Appeal against decision [2016] FWC 4575 of Deputy President Bull at Sydney on 8 July 2016 in matter number U2015/11672-permission to appeal refused.

[1] This decision concerns an application for permission to appeal and an appeal against the Decision 1  of Deputy President Bull dated 8 July 2016 (the Decision) which arose from an application for an unfair dismissal remedy pursuant to s.394 of the Fair Work Act 2009 (the Act) lodged by Mr Rahman.

[2] Deputy President Bull found that the Commonwealth of Australia (as represented by the Australian Taxation Office) (ATO) had a valid reason for the termination of Mr Rahman’s employment. That valid reason arose from a 9 March 2011 application for an APS 6 Compliance Officer position in the name of Mohammed Ahsanul Haque. Deputy President Bull found that Mr Rahman had acted in breach of the Code of Conduct by either completing the false application or knowingly assisting Mr Haque to do so. He concluded that the termination of Mr Rahman’s employment was not harsh, unjust or unreasonable and he dismissed Mr Rahman’s application.

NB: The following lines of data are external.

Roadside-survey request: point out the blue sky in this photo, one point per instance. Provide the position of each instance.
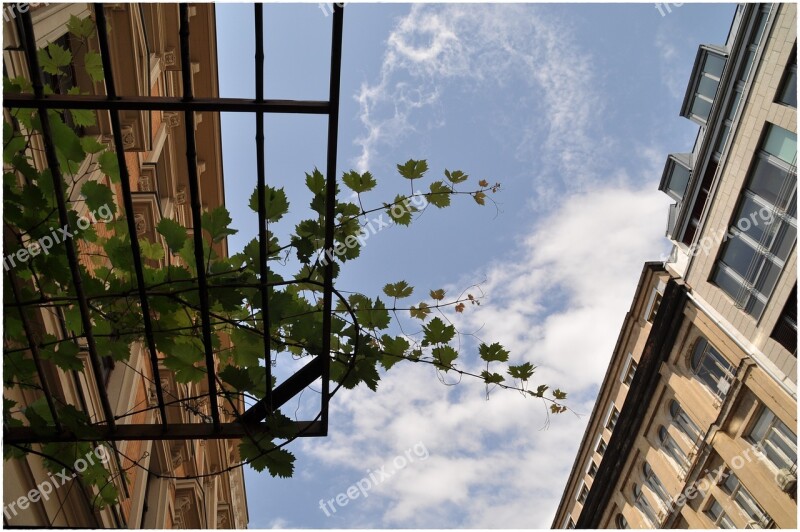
(573, 109)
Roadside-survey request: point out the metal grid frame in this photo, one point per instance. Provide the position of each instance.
(252, 420)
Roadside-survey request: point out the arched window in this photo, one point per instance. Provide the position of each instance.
(711, 368)
(684, 423)
(673, 450)
(640, 501)
(658, 489)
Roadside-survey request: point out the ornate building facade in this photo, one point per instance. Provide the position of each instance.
(695, 425)
(160, 484)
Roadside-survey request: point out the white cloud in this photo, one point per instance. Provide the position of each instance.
(490, 464)
(558, 300)
(437, 50)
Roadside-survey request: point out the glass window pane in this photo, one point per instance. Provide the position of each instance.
(781, 143)
(749, 210)
(708, 87)
(784, 240)
(714, 65)
(701, 108)
(678, 180)
(767, 180)
(739, 256)
(789, 90)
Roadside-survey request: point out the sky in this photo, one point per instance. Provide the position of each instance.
(573, 108)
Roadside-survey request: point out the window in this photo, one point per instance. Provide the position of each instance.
(785, 331)
(684, 423)
(613, 416)
(640, 501)
(744, 501)
(711, 368)
(601, 447)
(787, 92)
(717, 514)
(583, 493)
(672, 449)
(655, 485)
(764, 228)
(676, 175)
(756, 32)
(707, 72)
(654, 303)
(629, 370)
(774, 440)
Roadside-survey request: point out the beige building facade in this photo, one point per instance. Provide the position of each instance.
(161, 484)
(695, 425)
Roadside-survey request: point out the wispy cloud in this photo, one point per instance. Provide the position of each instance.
(490, 463)
(438, 50)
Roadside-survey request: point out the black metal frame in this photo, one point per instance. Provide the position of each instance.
(251, 421)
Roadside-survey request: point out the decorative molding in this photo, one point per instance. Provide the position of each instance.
(171, 118)
(169, 57)
(128, 137)
(180, 195)
(141, 223)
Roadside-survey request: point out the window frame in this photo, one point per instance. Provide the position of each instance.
(758, 443)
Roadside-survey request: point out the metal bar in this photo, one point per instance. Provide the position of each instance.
(116, 128)
(165, 103)
(58, 191)
(285, 391)
(263, 224)
(194, 193)
(34, 347)
(330, 202)
(173, 431)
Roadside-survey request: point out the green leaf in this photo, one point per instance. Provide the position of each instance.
(443, 356)
(420, 311)
(394, 350)
(457, 176)
(83, 117)
(52, 58)
(493, 353)
(401, 210)
(13, 146)
(359, 182)
(276, 202)
(439, 195)
(98, 196)
(109, 165)
(216, 222)
(492, 378)
(173, 232)
(413, 169)
(521, 371)
(90, 145)
(94, 66)
(81, 27)
(315, 182)
(263, 454)
(399, 289)
(437, 332)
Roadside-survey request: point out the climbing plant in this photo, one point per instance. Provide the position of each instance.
(370, 334)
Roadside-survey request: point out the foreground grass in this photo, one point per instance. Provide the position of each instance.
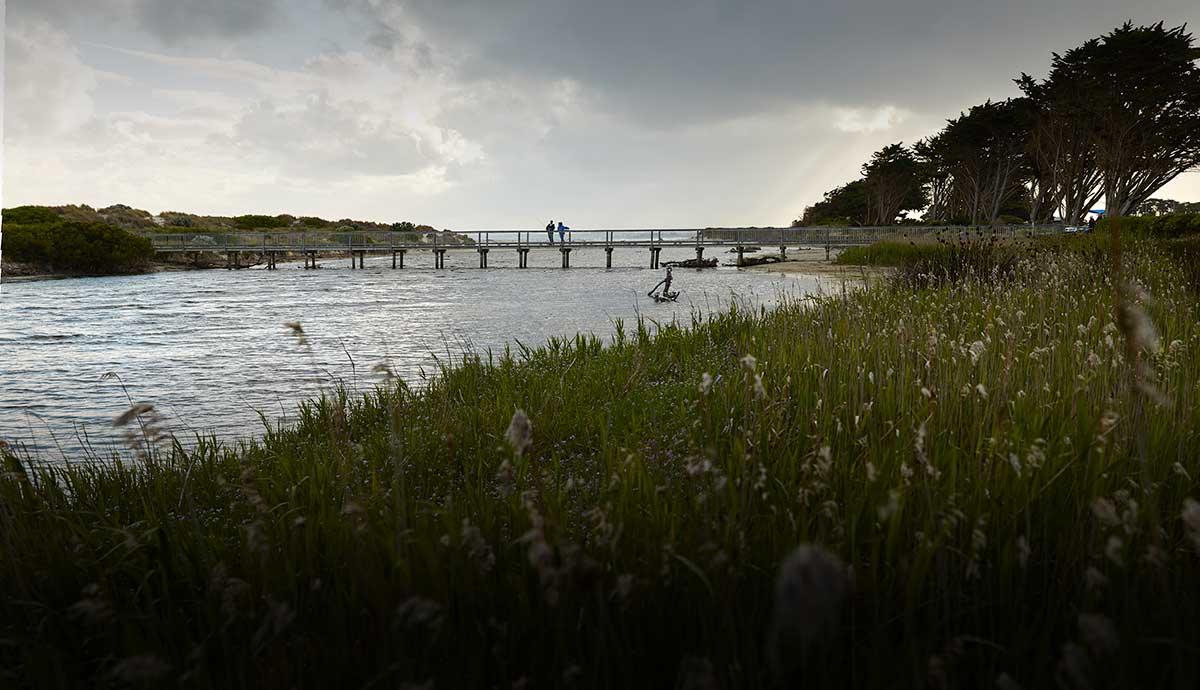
(1007, 497)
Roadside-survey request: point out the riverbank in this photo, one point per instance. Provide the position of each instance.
(996, 490)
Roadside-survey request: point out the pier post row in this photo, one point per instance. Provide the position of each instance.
(267, 249)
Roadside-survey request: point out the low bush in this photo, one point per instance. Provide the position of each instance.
(76, 247)
(253, 222)
(1164, 227)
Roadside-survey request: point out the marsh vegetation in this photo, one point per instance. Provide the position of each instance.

[3] Both parties were given permission to be legally represented at the hearing of the application for permission to appeal which was listed for hearing on Friday, 23 September 2016. Mr Rahman was represented by Mr Rogers of Counsel. The respondent was represented by Mr Glover of Counsel, instructed by Ms Lenard of K&L Gates, Solicitors.

[4] The background to this application was extensively summarised by Deputy President Bull. We do not consider it necessary to repeat that summary in this decision.

Grounds of Appeal

[5] Mr Rogers tendered by consent, and relied upon, an amended Notice of Appeal in which Grounds 9 and 10 were additional to those set out in the original Notice of Appeal. He provided Written Submissions 2 in support of those Grounds of Appeal including the additional grounds. The Grounds of Appeal are set out below.

“1. The Learned Deputy President erred in concluding that the Appellant completed or assisted in the creation of a false job application on or about 9 March 2011 (‘the 2011 Application’) in the name of one Muhammad Ahsanul Haque (‘Mr Haque’).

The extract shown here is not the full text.